Unless J&J (Research) can secure another promising acquisition, the giant will have to rely on its three lines of existing business – consumer goods, pharmaceuticals and medical devices and diagnostics - which totaled $50.5 billion in 2005 sales. Of these areas, drugs is the largest and the most sluggish, declining 1 percent in 2005 sales to total $22 billion. Furthermore, the company's drug business ended the year on a particularly weak note, with a 6 percent sales slump in the fourth quarter.
J&J had better luck with its vast array of consumer goods, with sales in that area jumping 9 percent in 2005 to $9 billion. But analysts do not see consumer goods as a strong area for growth. Medical devices and diagnostics, an area that would have included Guidant if the deal had gone through, was J&J's strongest area in 2005, with sales jumping 13 percent to $19 billion.

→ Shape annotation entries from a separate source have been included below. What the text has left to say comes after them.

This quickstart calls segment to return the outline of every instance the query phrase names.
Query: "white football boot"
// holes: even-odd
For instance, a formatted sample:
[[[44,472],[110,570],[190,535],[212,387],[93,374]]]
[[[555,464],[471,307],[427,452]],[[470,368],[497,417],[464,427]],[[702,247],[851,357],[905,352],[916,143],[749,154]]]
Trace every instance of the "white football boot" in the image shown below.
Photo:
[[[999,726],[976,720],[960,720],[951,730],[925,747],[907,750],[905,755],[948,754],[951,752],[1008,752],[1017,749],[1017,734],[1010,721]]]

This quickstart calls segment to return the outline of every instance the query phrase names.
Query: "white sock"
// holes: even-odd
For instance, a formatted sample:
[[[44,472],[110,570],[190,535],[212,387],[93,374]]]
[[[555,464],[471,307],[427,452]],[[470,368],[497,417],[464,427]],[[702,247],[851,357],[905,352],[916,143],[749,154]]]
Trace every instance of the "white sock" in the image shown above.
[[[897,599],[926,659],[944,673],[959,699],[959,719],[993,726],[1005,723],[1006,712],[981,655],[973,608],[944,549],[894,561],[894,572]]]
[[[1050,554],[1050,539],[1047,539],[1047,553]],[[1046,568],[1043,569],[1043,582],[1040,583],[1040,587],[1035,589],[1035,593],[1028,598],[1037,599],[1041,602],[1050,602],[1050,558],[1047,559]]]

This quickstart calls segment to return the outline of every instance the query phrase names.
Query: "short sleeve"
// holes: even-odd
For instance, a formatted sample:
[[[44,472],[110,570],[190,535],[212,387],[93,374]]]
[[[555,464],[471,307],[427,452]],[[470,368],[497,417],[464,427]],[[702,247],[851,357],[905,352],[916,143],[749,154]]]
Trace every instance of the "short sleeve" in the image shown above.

The revenue growth in medical devices explains J&J's fascination with acquiring Guidant. Without the defibrillator maker under its wing, J&J's prospects for growth are significantly slimmer.
So what are the options?
Hey, St. Jude
Medtronic, the largest player in the area of implantable defibrillators and pacemakers with a market capitalization of $70 billion, is probably too big of acquisition target even for J&J, with its market cap of $186 billion. Boston Scientific, now the second-largest player with Guidant under its wing, is also prohibitively large for a J&J takeover. Anti-trust laws would prevent J&J from merging with either of these companies, even if the company could swing it financially, analysts say.

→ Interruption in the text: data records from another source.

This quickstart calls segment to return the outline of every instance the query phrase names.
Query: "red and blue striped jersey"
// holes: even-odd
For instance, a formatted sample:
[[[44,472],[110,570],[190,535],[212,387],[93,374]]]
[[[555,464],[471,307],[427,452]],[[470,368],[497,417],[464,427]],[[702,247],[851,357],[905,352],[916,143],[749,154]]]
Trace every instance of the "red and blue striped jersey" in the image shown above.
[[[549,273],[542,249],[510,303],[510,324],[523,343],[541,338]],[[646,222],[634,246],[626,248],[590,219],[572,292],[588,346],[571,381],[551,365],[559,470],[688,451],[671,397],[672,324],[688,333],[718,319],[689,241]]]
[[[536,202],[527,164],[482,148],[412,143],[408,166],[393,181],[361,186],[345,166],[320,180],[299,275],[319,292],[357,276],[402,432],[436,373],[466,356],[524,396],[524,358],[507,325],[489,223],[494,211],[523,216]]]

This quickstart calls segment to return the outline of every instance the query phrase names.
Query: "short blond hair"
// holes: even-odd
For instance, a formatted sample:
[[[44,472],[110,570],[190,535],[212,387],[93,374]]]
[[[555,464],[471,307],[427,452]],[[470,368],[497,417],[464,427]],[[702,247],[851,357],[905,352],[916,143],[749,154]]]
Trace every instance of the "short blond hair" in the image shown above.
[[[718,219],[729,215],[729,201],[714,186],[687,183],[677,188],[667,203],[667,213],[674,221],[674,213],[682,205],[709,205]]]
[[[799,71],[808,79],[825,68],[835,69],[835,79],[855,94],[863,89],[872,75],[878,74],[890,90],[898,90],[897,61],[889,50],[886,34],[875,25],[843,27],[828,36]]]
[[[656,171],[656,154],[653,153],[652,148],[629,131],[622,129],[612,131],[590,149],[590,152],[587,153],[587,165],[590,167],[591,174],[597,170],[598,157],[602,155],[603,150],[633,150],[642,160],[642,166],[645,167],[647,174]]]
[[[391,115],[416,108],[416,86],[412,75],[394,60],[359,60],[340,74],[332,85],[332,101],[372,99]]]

"I think right now it's on the crazy end of the spectrum," said Robert Faulkner, analyst for JMP Securities, referring to the possibility of a J&J merger with Medtronic or Boston Scientific.
"They might have passed the acid test of being too big," said Jan Wald, analyst for A.G. Edwards.
This brings us to St. Jude, the most obvious choice as a take-over target with a market cap of $19 billion. However, St. Jude's valuation makes it pricier than Guidant, even though it has less market share, because St. Jude isn't hampered by the product recalls that have marred Guidant's name in the business world.
Will J&J pay more for less?
"There's a lot of people who think [a J&J takeover of St. Jude] is perfectly obvious and it's going to happen," said Faulkner of JMP. "But St. Jude is more expensive than Guidant, so if [J&J] didn't like Guidant economics, they're not going to like St. Jude's economics, either."
Wald of A.G. Edwards said that St. Jude "is kind of an obvious candidate, but it's rich. [J&J] would end up paying as much as they would have paid for Guidant, even though it would lose about 9 points of market share."
So who else is out there? Anti-trust laws would also prevent a take-over of Stryker Corp. (down $0.11 to $44.01, Research), a Michigan-based maker of spine implants and devices for hip and knee replacement, Faulkner said. But he said that J&J might take a closer look at Synthes, a Swiss maker of plates and screws for trauma surgery. Synthes also specializes in spinal devices, an area where J&J is already a player, under its subsidiary DePuy Spine.